Communiqué

Relaxe pour Marine Le Pen dans le procès sur les « prières de rue ».


Aujourd’hui mardi 15 décembre 2015, le TGI de Lyon a rendu son jugement dans l’affaire qui opposait Marine le Pen au CCIF, au MRAP, à la LICRA et à la Ligue Judiciaire de Défense des Musulmans. Malgré la gravité des propos qui avaient été tenus et par lesquels elle avait comparé les prières de rues à l’Occupation nazie, le Tribunal a prononcé la relaxe.

Le procureur Bernard Reynaud l’avait requise le 20 octobre dernier, estimant que "Mme Le Pen, en dénonçant ces prières dans l’espace public, imputables non à l’ensemble de la communauté musulmane mais à une minorité, n’a fait qu’exercer sa liberté d’expression".

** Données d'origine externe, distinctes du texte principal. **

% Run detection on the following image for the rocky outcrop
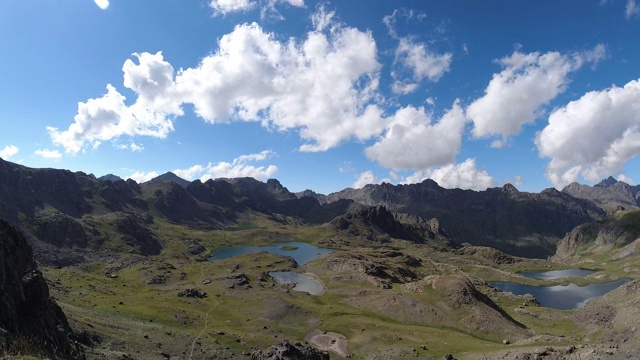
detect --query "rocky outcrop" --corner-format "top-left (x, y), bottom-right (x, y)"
top-left (455, 245), bottom-right (522, 265)
top-left (112, 212), bottom-right (162, 255)
top-left (329, 204), bottom-right (452, 245)
top-left (326, 181), bottom-right (605, 258)
top-left (429, 275), bottom-right (528, 339)
top-left (0, 219), bottom-right (79, 358)
top-left (251, 339), bottom-right (330, 360)
top-left (145, 172), bottom-right (190, 188)
top-left (323, 249), bottom-right (422, 288)
top-left (552, 209), bottom-right (640, 262)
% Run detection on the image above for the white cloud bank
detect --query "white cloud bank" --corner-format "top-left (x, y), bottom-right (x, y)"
top-left (365, 100), bottom-right (465, 170)
top-left (391, 37), bottom-right (452, 95)
top-left (34, 149), bottom-right (62, 159)
top-left (49, 21), bottom-right (384, 154)
top-left (128, 150), bottom-right (277, 184)
top-left (536, 79), bottom-right (640, 188)
top-left (403, 158), bottom-right (496, 191)
top-left (467, 45), bottom-right (606, 146)
top-left (0, 145), bottom-right (19, 160)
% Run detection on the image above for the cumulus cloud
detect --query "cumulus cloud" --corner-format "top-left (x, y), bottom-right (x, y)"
top-left (34, 149), bottom-right (62, 159)
top-left (173, 150), bottom-right (278, 181)
top-left (403, 158), bottom-right (496, 191)
top-left (351, 170), bottom-right (377, 189)
top-left (311, 3), bottom-right (335, 32)
top-left (627, 0), bottom-right (640, 19)
top-left (94, 0), bottom-right (109, 10)
top-left (128, 171), bottom-right (159, 183)
top-left (0, 145), bottom-right (19, 160)
top-left (365, 100), bottom-right (466, 170)
top-left (176, 22), bottom-right (384, 152)
top-left (391, 37), bottom-right (452, 95)
top-left (536, 79), bottom-right (640, 188)
top-left (467, 45), bottom-right (606, 145)
top-left (51, 19), bottom-right (387, 154)
top-left (384, 9), bottom-right (452, 95)
top-left (209, 0), bottom-right (304, 19)
top-left (618, 174), bottom-right (634, 184)
top-left (48, 52), bottom-right (180, 154)
top-left (115, 142), bottom-right (144, 152)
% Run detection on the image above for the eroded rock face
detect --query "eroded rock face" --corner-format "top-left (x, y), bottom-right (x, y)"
top-left (250, 339), bottom-right (330, 360)
top-left (0, 219), bottom-right (79, 358)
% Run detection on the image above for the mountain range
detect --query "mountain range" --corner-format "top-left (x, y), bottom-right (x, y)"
top-left (0, 157), bottom-right (625, 259)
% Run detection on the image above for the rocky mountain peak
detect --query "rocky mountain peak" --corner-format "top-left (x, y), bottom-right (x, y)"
top-left (502, 183), bottom-right (519, 193)
top-left (596, 176), bottom-right (618, 187)
top-left (146, 172), bottom-right (190, 188)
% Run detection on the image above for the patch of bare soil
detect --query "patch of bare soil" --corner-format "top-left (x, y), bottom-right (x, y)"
top-left (304, 330), bottom-right (348, 358)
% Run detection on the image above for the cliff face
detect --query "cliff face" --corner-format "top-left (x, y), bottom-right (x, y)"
top-left (562, 176), bottom-right (640, 211)
top-left (0, 219), bottom-right (78, 358)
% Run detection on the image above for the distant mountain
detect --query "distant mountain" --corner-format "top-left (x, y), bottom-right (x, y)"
top-left (97, 174), bottom-right (122, 182)
top-left (0, 157), bottom-right (608, 260)
top-left (145, 172), bottom-right (190, 188)
top-left (326, 180), bottom-right (606, 258)
top-left (562, 176), bottom-right (640, 211)
top-left (295, 189), bottom-right (328, 205)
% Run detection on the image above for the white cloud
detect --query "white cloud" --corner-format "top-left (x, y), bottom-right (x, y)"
top-left (311, 3), bottom-right (335, 32)
top-left (338, 161), bottom-right (355, 173)
top-left (351, 170), bottom-right (377, 189)
top-left (626, 0), bottom-right (640, 19)
top-left (128, 171), bottom-right (159, 183)
top-left (506, 175), bottom-right (523, 187)
top-left (403, 158), bottom-right (496, 191)
top-left (34, 149), bottom-right (62, 159)
top-left (209, 0), bottom-right (304, 19)
top-left (115, 141), bottom-right (144, 152)
top-left (0, 145), bottom-right (19, 160)
top-left (536, 79), bottom-right (640, 188)
top-left (173, 150), bottom-right (278, 181)
top-left (618, 174), bottom-right (634, 184)
top-left (209, 0), bottom-right (255, 15)
top-left (94, 0), bottom-right (109, 10)
top-left (176, 22), bottom-right (384, 152)
top-left (365, 100), bottom-right (466, 170)
top-left (391, 37), bottom-right (452, 95)
top-left (467, 45), bottom-right (606, 145)
top-left (48, 52), bottom-right (180, 155)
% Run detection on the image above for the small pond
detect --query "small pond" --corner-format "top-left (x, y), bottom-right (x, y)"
top-left (269, 271), bottom-right (325, 295)
top-left (519, 268), bottom-right (596, 280)
top-left (490, 278), bottom-right (630, 310)
top-left (208, 241), bottom-right (334, 265)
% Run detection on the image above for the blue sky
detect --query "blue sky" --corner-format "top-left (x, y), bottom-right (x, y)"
top-left (1, 0), bottom-right (640, 194)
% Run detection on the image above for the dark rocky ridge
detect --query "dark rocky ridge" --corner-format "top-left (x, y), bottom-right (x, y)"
top-left (327, 181), bottom-right (606, 258)
top-left (562, 176), bottom-right (640, 211)
top-left (329, 204), bottom-right (451, 245)
top-left (0, 219), bottom-right (79, 358)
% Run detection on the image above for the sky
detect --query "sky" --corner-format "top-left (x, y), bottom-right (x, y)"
top-left (1, 0), bottom-right (640, 195)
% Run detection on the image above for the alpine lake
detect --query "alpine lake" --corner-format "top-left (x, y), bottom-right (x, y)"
top-left (208, 241), bottom-right (334, 295)
top-left (490, 268), bottom-right (630, 310)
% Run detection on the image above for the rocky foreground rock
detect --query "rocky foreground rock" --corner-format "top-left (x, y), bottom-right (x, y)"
top-left (0, 219), bottom-right (81, 358)
top-left (251, 339), bottom-right (330, 360)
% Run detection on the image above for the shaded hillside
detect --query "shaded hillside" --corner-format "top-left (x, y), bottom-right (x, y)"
top-left (562, 176), bottom-right (640, 211)
top-left (327, 181), bottom-right (605, 258)
top-left (0, 159), bottom-right (349, 262)
top-left (0, 219), bottom-right (80, 358)
top-left (552, 209), bottom-right (640, 262)
top-left (329, 204), bottom-right (451, 246)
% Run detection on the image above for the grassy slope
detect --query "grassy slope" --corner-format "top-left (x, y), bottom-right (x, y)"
top-left (40, 212), bottom-right (639, 359)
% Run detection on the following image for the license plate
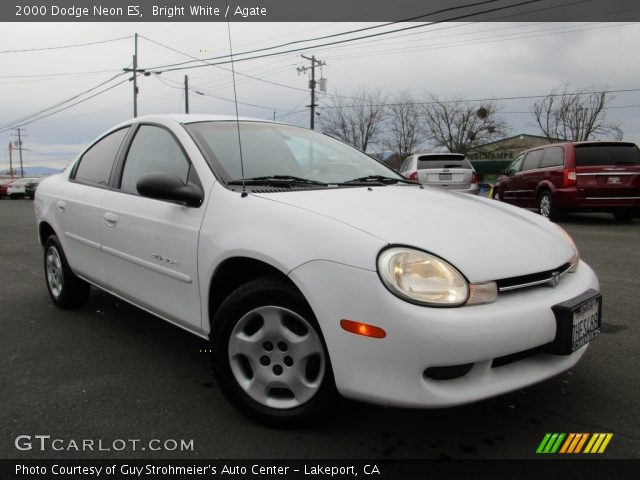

La culpabilité de la présidente du Front National est donc écartée. La « provocation à la discrimination, à la violence et à la haine envers un groupe de personnes en raison de leur religion », n’est pas reconnue. Les déclarations litigieuses avaient été prononcées lors d’un meeting à Lyon organisé dans le cadre de la campagne interne pour la succession de Jean-Marie Le Pen.

Elle avait alors déclaré :

« Il y a quinze ans on a eu le voile, il y avait de plus en plus de voiles. Puis il y a eu la burqa, il y a eu de plus en plus de burqa. Et puis il y a eu des prières sur la voie publique (...) Maintenant il y a dix ou quinze endroits où de manière régulière un certain nombre de personnes viennent pour accaparer les territoires. Je suis désolée, mais pour ceux qui aiment beaucoup parler de la Seconde guerre mondiale, s’il s’agit de parler d’occupation, on pourrait en parler, pour le coup, parce que ça c’est une occupation du territoire. C’est une occupation de pans du territoire, des quartiers dans lesquels la loi religieuse s’applique, c’est une occupation. Certes y a pas de blindés, y a pas de soldats, mais c’est une occupation tout de même et elle pèse sur les habitants. »

En octobre, alors que Marine Le Pen répondait de ses déclarations devant la chambre correctionnelle, nous écrivions « Dans une France multiculturelle encore meurtrie par les évènements de janvier, il appartient à tous de ne pas favoriser la normalisation d’un discours stigmatisant, créateur de peur et de division entre les citoyens français. ». Aujourd’hui, après les attentats du 13 novembre 2015, ce constat est encore plus vrai.

Cette relaxe marque, une nouvelle fois, la légitimation et la banalisation de l’islamophobie et des discours de haine qui la véhicule. Alors même qu’elle s’était exprimée publiquement, la défense de la liberté d’expression l’a emporté sur l’incitation à la haine.

Le CCIF, qui avait porté plainte suite à ces propos, s’était battu pour que l’immunité parlementaire de Marine Le Pen soit levée, et pour qu’elle soit jugée. La présidente du Front National a donc été contrainte, après quatre années d’une procédure complexe, de répondre de ses déclarations devant la justice.

Si aujourd’hui la relaxe a effectivement été prononcée, le procès en lui-même reste une victoire. L’islamophobie doit être reconnue et condamnée. Elle n’est pas une opinion mais bien un délit, et le CCIF continuera à porter les discriminants devant la justice avec fermeté et avec la volonté affirmée que la justice reconnaisse enfin la gravité des propos islamophobes.

Le CCIF s’apprête à étudier le jugement, et décidera en conséquence des suites à donner à cette affaire.